Le contraste est saisissant. Au début du chapitre, Israël chante. Le Seigneur a jeté à la mer le cheval et son cavalier. La peur de Pharaon est derrière eux. Les voix s’élèvent, les tambourins résonnent, la délivrance devient louange. Puis, presque aussitôt, le peuple marche trois jours sans eau.
La Bible ne cache pas cette transition rude. Elle ne présente pas la vie avec Dieu comme une montée régulière d’expériences lumineuses. Après la mer ouverte, il peut y avoir le désert. Après le chant, la gorge sèche. Après une délivrance évidente, une difficulté très concrète. La foi ne vit pas dans un monde où la soif aurait disparu.

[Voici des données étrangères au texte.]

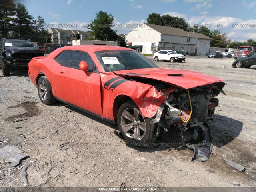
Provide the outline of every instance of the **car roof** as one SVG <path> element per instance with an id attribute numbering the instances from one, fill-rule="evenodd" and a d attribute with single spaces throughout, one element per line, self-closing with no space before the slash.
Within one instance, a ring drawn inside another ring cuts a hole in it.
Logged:
<path id="1" fill-rule="evenodd" d="M 106 51 L 113 50 L 133 50 L 137 51 L 130 48 L 126 48 L 123 47 L 118 47 L 117 46 L 110 46 L 107 45 L 72 45 L 71 46 L 66 46 L 60 48 L 60 50 L 77 50 L 84 51 L 85 49 L 90 49 L 92 51 Z"/>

Quand Israël arrive enfin à Mara, il trouve de l’eau, mais elle est amère. C’est peut-être encore plus éprouvant que de ne rien trouver. L’espérance se lève, puis se brise. Ce qui semblait répondre au besoin devient impossible à boire. Le nom du lieu restera marqué par cette déception : Mara, l’amertume.

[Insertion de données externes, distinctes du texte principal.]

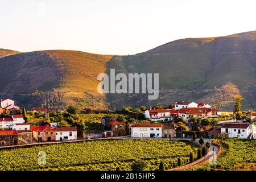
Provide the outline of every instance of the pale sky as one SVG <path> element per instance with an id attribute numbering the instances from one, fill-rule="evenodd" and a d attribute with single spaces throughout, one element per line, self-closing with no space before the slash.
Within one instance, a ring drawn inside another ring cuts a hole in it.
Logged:
<path id="1" fill-rule="evenodd" d="M 255 0 L 0 0 L 0 48 L 132 55 L 256 30 Z"/>

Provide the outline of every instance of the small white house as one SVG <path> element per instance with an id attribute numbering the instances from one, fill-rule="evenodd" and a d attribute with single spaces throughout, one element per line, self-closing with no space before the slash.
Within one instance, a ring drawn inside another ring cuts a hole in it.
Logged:
<path id="1" fill-rule="evenodd" d="M 75 127 L 56 127 L 56 140 L 73 140 L 77 139 L 77 131 Z"/>
<path id="2" fill-rule="evenodd" d="M 0 102 L 1 107 L 2 108 L 5 108 L 9 106 L 14 106 L 14 101 L 11 100 L 9 98 L 1 99 Z"/>
<path id="3" fill-rule="evenodd" d="M 13 130 L 30 130 L 30 125 L 28 123 L 15 123 L 13 125 Z"/>
<path id="4" fill-rule="evenodd" d="M 198 104 L 194 102 L 181 101 L 175 102 L 175 109 L 181 109 L 187 107 L 197 107 Z"/>
<path id="5" fill-rule="evenodd" d="M 133 138 L 162 137 L 161 123 L 136 123 L 130 126 L 130 128 L 131 137 Z"/>
<path id="6" fill-rule="evenodd" d="M 144 114 L 145 118 L 150 121 L 164 121 L 172 119 L 171 113 L 168 109 L 148 109 Z"/>
<path id="7" fill-rule="evenodd" d="M 246 139 L 256 136 L 256 126 L 253 124 L 226 122 L 221 128 L 221 133 L 226 133 L 229 138 Z"/>

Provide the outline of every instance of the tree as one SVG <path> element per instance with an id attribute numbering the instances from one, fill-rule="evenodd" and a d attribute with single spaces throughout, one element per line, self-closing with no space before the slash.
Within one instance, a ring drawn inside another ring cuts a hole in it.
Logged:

Le peuple murmure contre Moïse. La plainte naît de la soif, mais elle révèle aussi une fragilité plus profonde. Israël a été libéré de l’Égypte, mais il doit encore apprendre à vivre comme un peuple libre devant Dieu. La liberté extérieure ne transforme pas immédiatement les réflexes du cœur. On peut sortir de l’esclavage et continuer à soupçonner Dieu dès que l’eau manque.

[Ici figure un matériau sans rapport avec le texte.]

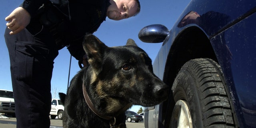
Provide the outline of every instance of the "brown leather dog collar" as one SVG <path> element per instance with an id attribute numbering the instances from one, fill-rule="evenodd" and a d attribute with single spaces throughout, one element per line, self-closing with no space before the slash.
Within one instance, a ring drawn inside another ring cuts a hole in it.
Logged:
<path id="1" fill-rule="evenodd" d="M 90 98 L 89 97 L 89 96 L 88 96 L 88 94 L 87 93 L 87 91 L 86 91 L 86 87 L 84 84 L 84 82 L 83 82 L 83 93 L 84 94 L 84 97 L 85 99 L 86 102 L 89 106 L 89 108 L 92 111 L 92 112 L 94 112 L 94 113 L 101 118 L 106 120 L 110 120 L 109 123 L 110 128 L 123 128 L 122 126 L 126 126 L 125 124 L 123 123 L 120 123 L 118 125 L 116 125 L 116 117 L 105 115 L 100 112 L 99 111 L 94 107 L 92 103 L 91 100 L 90 100 Z M 114 120 L 112 119 L 114 119 Z"/>

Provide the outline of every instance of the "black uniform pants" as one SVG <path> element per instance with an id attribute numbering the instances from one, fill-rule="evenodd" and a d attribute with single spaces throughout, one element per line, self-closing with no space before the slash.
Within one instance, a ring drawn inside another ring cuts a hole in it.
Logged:
<path id="1" fill-rule="evenodd" d="M 58 52 L 54 40 L 40 24 L 4 37 L 10 55 L 17 128 L 47 128 L 51 109 L 51 79 Z"/>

Moïse, lui, crie au Seigneur. Ce détail est précieux. Le peuple murmure horizontalement, contre le serviteur visible. Moïse crie verticalement, vers Dieu. La même détresse peut devenir accusation ou prière. Elle peut tourner en rond dans l’amertume ou s’ouvrir devant celui qui peut agir.
Dieu montre alors un bois. Moïse le jette dans les eaux, et les eaux deviennent douces. Le texte ne s’attarde pas à expliquer le mécanisme. Il veut surtout nous faire voir ceci : Dieu sait transformer ce qui est imbuvable. Il ne supprime pas toujours le désert, mais il peut rencontrer son peuple au lieu même où la déception semblait avoir le dernier mot.
Puis le passage parle d’un décret, d’une règle, d’une mise à l’épreuve. Mara devient une école. Dieu ne donne pas seulement de l’eau douce. Il apprend à Israël à écouter sa voix. La question n’est pas seulement : comment survivre à cette soif ? Elle devient : quel peuple allons-nous devenir lorsque nous avons soif ?
Enfin, Israël arrive à Élim, avec douze sources et soixante-dix palmiers. Le récit ne s’achève pas à Mara. L’amertume n’est pas la destination finale. Mais Mara a tout de même compté. Le peuple y a découvert quelque chose de Dieu et quelque chose de lui-même.
Nos vies connaissent aussi ces lieux. Une attente déçue, une joie suivie d’une dureté, une réponse qui semblait proche mais qui laisse un goût amer. Le texte ne nous demande pas de faire semblant que l’eau est douce. Il nous invite à crier vers Dieu, à recevoir ce qu’il montre, et à croire que l’amertume rencontrée par lui peut devenir un lieu d’apprentissage.